Forecasts generally agree that the growth rate for the global economy will slow down in 2023 as financial conditions tighten, the appetite for investment wanes and Europe’s natural gas problems persist. As a result, banks will assume highly strategic positions, including a growth imperative that mandates:
Customer engagement that retains mind share and wallet share
Efficiency and productivity to bolster risk management and reduce bottom-line impact
Sustainability that accelerates the transition to a circular economy (a sustainability framework that tackles global challenges such as climate change, biodiversity loss, waste and pollution)
Against this backdrop, bank customers will seek trusted experts to help them overcome the economic storm. Therefore, the most future-focused banks will step up efforts to build meaningful connections. Those most poised to offer time-of-need advice are financial institutions strengthened by a robust technology infrastructure. Armed with a reliable data pool that includes synthetic and alternative datasets, cloud capabilities, artificial intelligence and machine learning capabilities, these banks can provide customers with personal finance management tools and advice.
In addition, they will educate customers about how to make their income go further. How? Banks can help customers set financial goals and contain spending, while at the same time tracking progress. Initiatives such as online account management tools reinforce customer trust, boost loyalty and provide opportunities to cross-sell- and up-sell relevant services.

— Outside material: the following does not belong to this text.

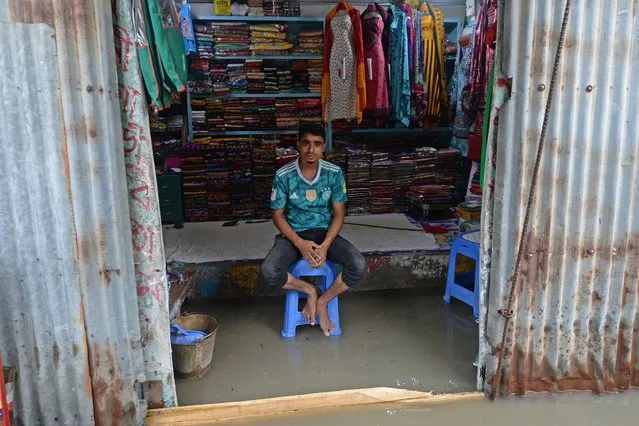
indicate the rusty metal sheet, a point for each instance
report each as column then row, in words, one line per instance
column 575, row 324
column 68, row 310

In terms of outreach to new customer segments, unbanked communities worldwide remain excluded from the financial ecosystem because they do not have a registered identity. For example, the World Bank reported that 1.4 billion people had no bank affiliation in 2021. These individuals are the most vulnerable during economic and cost of living upheaval. A key barrier to financial inclusion is a lack of proof of identity and non-existent credit history and personal identity documents.
Throughout the months ahead, banks can collaborate with governments to build personal identity solutions that provide citizens with digital IDs that can be verified and authenticated. The World Economic Forum says financial institutions should spearhead digital identity schemes as they are heavily regulated and already own robust cybersecurity infrastructure to enable scalability.
As retail banks tailor their performance goals to meet customer needs, sustainability will drive customer experience, connectedness and loyalty. Banks can reduce their organizational carbon footprint and support a circular economy by building energy-efficient and eco-friendly offices, digitalizing business processes, embracing green IT initiatives, and pivoting between traditional and green banking products.
Several banks have already launched sustainability-positive products, such as special-rate loans for green vehicles, green mortgage loans, and embedding environmental, social and governance (ESG) standards into risk-scoring models.
Moreover, banks can make purpose-driven fintech acquisitions and nurture partnerships to build green portfolios. Sustainable banking mitigates banks’ ESG risk and reduces non-performing-asset volume to boost profitability.
For some banking ecosystem players, digital maturity remains aspirational, yet avenues exist to employ continuous innovation.
For instance, trendsetters are cautiously exploring the evolutionary benefits of decentralized finance, which will likely pick up steam as institutional DeFi becomes more mainstream with the adoption of blockchain-based financial products tailored to financial services firms’ strict compliance requirements. Despite headlines about less-than-stringent ESG practices and inadequate crypto risk management, institutional investment in DeFi is holding up. Crypto markets and DeFi lending protocols can deliver attractive risk-adjusted returns compared with traditional financial instruments.
We anticipate that 2023 market volatility will allow banks to reboot their strategic thought processes by leveraging their scale, assets, broad customer base and regulatory knowledge. In addition, emerging technologies and the use of advanced data to mine actionable customer insights will open doors to seamless, personalized and superior optichannel experiences.
Nilesh Vaidya is global industry head – retail banking and wealth management at Capgemini.